Note that professional quality typesetting algorithms have a large number of heuristics built into them to avoid large spaces between words. Hyphenation goes a long way toward preventing long spaces.

FYI, For best results, typographers recommend that the maximum spacing be M/2. That usually looks good.

Question: Are we allowed to use other ADTs? Specifically, I want to use the vector class (given out in CS106a) to store my words rather than defining a struct and re-writing the same code. Also classes like Scanner (basically strtok with a wrapper) would come in handy. Can I use these?

Yes, we permit you to use CS106a classes or containers provided by C++ STL provided that:

You make it easy for us to run and grade the code on either Windows or on Linux. In your zip file handin, please provide a modified version of /assignment3/Makefile or /assignment3/layout_vs2005.vcproj (or the 2003 version if that's what you're using) along with all the files in your project.
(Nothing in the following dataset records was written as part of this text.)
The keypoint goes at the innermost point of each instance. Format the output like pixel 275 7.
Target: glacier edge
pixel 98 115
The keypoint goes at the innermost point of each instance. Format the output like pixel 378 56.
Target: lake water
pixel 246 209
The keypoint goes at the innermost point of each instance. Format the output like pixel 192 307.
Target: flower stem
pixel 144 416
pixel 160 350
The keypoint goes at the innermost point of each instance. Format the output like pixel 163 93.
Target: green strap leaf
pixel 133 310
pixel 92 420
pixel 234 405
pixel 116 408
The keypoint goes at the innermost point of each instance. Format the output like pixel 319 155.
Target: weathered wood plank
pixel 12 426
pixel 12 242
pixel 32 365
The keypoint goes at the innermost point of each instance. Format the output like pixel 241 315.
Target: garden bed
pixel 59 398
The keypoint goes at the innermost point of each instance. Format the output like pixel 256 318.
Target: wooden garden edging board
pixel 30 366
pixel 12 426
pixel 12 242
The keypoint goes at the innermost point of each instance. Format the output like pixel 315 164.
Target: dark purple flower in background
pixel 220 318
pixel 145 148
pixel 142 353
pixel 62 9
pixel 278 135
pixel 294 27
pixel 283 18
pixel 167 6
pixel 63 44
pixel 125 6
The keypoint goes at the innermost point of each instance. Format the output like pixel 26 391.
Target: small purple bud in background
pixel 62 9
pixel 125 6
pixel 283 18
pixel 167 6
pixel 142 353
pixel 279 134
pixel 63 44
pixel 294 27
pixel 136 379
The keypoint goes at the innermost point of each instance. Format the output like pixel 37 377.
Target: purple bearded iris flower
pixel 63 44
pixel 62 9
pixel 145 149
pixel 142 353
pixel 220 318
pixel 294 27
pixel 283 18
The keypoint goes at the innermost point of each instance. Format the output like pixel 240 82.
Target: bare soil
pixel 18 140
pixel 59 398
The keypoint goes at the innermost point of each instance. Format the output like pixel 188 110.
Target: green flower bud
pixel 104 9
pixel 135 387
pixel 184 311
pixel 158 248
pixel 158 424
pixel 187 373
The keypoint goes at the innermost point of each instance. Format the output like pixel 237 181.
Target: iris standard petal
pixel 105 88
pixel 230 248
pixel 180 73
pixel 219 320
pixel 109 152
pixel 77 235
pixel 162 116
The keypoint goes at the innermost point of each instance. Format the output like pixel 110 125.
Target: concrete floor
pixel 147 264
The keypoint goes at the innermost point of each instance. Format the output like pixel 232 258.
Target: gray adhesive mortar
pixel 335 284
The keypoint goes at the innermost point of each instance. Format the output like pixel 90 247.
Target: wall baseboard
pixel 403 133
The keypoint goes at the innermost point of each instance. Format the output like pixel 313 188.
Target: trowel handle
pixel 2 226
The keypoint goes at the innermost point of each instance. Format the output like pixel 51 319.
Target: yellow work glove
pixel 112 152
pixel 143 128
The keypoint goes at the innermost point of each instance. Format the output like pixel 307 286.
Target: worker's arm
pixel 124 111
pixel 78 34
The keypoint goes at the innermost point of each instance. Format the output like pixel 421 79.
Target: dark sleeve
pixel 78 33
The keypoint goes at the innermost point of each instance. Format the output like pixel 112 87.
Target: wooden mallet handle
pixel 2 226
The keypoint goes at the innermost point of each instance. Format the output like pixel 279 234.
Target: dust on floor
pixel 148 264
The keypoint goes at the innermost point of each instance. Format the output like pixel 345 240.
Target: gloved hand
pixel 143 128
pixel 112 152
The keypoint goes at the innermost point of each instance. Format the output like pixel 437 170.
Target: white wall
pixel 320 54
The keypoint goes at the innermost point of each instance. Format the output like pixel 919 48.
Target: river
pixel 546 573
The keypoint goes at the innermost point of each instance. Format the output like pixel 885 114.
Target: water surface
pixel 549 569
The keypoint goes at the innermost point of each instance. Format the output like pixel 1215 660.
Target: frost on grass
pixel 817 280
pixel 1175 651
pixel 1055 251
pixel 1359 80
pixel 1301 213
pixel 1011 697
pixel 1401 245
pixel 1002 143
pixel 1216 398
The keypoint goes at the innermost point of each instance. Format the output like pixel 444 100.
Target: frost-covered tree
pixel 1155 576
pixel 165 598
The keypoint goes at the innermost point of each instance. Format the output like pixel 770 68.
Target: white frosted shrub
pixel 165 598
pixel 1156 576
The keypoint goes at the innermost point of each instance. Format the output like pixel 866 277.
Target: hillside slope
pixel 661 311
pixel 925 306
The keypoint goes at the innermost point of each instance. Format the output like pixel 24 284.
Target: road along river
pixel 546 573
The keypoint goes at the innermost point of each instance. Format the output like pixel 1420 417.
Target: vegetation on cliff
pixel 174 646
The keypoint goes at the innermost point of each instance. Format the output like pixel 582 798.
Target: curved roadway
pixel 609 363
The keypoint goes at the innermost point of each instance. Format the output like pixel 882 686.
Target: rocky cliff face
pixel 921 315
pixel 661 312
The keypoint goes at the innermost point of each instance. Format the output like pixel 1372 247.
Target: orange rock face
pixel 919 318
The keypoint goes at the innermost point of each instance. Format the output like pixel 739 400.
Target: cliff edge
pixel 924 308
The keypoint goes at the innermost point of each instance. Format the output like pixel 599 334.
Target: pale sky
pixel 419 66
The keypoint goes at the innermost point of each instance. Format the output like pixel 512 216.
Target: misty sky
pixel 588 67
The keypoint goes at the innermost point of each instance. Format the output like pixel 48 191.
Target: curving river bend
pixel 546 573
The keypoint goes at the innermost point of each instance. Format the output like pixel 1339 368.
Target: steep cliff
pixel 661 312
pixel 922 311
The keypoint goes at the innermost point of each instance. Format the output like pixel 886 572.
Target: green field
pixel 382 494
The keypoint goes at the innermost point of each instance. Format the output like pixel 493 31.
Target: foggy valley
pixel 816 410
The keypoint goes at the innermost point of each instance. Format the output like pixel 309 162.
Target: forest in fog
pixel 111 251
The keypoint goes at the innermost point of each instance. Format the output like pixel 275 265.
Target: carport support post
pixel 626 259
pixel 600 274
Question: When you say "The default (preferred) word spacing should be 1/4 the font size," I'm assuming this is only for left-aligned text (i.e. the last line of each paragraph)? It seems that for a line of justified text with n words, the spacing is dependent on the number of words in the line and their total width.

Yes, that is the correct interpretation.

Question: When you say "No two words can be spaced CLOSER than 1/5 the font size", do you mean "the minimum PIXEL separation is 1/5th the font POINT size"? Which units are pixels and which are points?

If a font is X points. The minimum word seperation should be X/5 points, and the "preferred" or so-called natural spacing for left-aligned text is X/4 points.

The conversation to pixels is pretty straightforward, considering you should interpret the display as a 72 DPI device, and one point is 1/72th of an inch.